Aujourd’hui, la création d’un site d’e-commerce est devenue beaucoup plus aisé. Mais, qu’en est-il des formalités administratives pour créer son entreprise ? Le régime de l’autoentrepreneur est aujourd’hui plébiscité. Cependant, est-il bien adapté au fonctionnement d’une boutique en ligne. Ce guide vous présente les bonnes démarches de A à Z à suivre pour créer sa microentreprise.

Sommaire :

Créer sa microentreprise pour vendre en ligne

Qu’est-ce qu’une microentreprise ?

La microentreprise appartient au registre des entreprises individuelles (EI).
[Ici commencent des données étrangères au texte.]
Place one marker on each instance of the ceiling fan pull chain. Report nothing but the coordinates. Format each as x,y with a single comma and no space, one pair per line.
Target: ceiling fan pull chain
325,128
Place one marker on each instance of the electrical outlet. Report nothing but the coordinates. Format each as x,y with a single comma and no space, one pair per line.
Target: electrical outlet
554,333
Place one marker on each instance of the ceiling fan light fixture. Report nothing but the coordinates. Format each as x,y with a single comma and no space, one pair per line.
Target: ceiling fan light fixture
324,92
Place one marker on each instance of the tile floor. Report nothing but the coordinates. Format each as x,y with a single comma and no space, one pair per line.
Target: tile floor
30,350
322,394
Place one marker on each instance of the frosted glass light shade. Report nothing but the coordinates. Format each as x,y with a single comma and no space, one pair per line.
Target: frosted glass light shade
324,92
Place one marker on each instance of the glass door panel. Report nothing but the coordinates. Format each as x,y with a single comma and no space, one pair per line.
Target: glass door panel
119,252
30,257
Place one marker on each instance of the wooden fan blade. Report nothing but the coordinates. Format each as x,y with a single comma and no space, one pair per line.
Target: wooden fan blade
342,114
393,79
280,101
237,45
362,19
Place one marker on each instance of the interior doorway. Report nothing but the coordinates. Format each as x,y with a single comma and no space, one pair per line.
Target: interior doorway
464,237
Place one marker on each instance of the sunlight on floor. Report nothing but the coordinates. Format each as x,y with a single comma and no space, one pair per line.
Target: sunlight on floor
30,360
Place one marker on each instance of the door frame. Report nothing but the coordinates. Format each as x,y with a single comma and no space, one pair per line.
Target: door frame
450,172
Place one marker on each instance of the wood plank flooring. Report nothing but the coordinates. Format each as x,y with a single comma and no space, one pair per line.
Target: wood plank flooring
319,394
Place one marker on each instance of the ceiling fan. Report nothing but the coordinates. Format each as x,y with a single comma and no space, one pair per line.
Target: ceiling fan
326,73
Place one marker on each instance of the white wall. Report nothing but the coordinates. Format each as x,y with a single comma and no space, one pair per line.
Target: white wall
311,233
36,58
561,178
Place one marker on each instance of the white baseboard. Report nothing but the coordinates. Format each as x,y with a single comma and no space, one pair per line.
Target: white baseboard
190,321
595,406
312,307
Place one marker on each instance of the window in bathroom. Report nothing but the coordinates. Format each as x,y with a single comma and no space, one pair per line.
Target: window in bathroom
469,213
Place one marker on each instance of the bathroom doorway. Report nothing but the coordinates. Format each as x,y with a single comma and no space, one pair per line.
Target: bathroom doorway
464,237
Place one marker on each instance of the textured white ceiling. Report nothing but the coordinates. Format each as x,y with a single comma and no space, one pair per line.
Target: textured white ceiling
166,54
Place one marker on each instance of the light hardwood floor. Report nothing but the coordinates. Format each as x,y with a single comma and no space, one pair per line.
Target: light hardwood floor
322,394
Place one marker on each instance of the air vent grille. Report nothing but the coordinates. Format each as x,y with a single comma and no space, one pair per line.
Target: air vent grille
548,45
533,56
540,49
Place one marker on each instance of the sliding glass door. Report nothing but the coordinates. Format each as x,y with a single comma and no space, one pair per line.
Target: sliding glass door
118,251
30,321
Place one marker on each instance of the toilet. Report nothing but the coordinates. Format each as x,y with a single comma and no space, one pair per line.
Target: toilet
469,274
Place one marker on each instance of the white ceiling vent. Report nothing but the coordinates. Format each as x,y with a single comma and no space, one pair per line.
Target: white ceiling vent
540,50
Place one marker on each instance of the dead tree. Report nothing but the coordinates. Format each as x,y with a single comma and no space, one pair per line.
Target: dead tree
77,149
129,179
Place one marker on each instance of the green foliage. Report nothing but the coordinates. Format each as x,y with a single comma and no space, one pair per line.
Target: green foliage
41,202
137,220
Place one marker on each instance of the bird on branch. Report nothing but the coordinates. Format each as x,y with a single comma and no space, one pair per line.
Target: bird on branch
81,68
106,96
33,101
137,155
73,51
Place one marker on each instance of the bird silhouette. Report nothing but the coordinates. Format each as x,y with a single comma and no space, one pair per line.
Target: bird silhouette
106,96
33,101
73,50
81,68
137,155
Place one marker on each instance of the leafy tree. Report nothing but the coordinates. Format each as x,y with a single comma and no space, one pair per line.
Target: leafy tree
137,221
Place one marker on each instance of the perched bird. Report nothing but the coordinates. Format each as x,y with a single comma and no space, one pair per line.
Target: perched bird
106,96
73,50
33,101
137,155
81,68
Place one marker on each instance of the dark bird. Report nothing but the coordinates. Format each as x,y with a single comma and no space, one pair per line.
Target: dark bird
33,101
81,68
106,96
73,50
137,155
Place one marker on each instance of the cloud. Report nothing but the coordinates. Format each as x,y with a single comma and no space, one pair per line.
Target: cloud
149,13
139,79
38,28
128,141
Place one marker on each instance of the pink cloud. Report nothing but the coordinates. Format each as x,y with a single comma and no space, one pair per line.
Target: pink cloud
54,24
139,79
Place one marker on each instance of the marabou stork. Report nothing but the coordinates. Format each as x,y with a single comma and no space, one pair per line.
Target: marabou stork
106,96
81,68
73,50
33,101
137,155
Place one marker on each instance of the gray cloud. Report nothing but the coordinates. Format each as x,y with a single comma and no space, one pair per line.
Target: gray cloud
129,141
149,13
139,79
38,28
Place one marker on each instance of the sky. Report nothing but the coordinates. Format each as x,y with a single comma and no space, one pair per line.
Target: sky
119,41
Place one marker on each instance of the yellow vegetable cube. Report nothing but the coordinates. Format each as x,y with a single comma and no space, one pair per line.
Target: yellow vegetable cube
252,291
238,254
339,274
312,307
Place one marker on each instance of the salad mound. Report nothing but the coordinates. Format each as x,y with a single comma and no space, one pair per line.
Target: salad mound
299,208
Il ne s’agit pas d’un statut spécifique, mais plutôt d’un régime de simplification pour devenir entrepreneur. 

Bon à savoir : quelle est la différence entre une microentreprise et une autoentreprise ?

Les deux régimes étaient distincts jusqu’au 1er janvier 2016, date à laquelle ils ont fusionné. Le terme d’autoentrepreneur est entré dans le langage courant, mais désigne actuellement un microentrepreneur.

En clair, il s’agit d’un entrepreneur individuel bénéficiant d’un régime social et fiscal simplifié.

Les avantages de l’autoentreprise en tant que e-commerçant

Grâce au statut d’autoentrepreneur, toutes les conditions sont réunies pour démarrer et gérer votre activité entrepreneuriale de vente en ligne facilement :

  • une démarche administrative simple : pour devenir microentrepreneur, il suffit de demander l’immatriculation de son activité sur internet au guichet unique des entreprises. L’inscription prend quelques minutes seulement ;
  • un régime social simplifié : contrairement aux sociétés, les cotisations sociales (12,8 % pour la vente de produits) sont calculées à partir du chiffre d’affaires réalisé. Vous n’avez aucune avance à faire. Elles sont à régler en fin de période ;
  • l’exonération de la Taxe sur la Valeur Ajoutée (TVA) : les microentreprises bénéficient de la franchise en base de TVA. Les prix sont proposés uniquement en Hors Taxe (HT), à condition de ne pas dépasser le seuil majoré de 94 300 € pour la vente de marchandises, durant deux années consécutives ;
  • aucun capital à constituer : le créateur n’a pas besoin de bloquer une somme sur un compte bancaire pour financer son entreprise ;
  • une comptabilité minimale : la tenue d’un livre de dépenses et de recettes suffit. La loi ne prévoit aucune obligation de dépôt des comptes annuels auprès du Greffe ;
  • un régime accessible : n’importe qui peut devenir autoentrepreneur, à condition d’être majeur. Vous pouvez créer une micro entreprise pour exercer une activité professionnelle principale ou complémentaire. Ce régime est cumulable avec le versement des indemnités d’Aide au Retour à l’Emploi (ARE) en cas de chômage.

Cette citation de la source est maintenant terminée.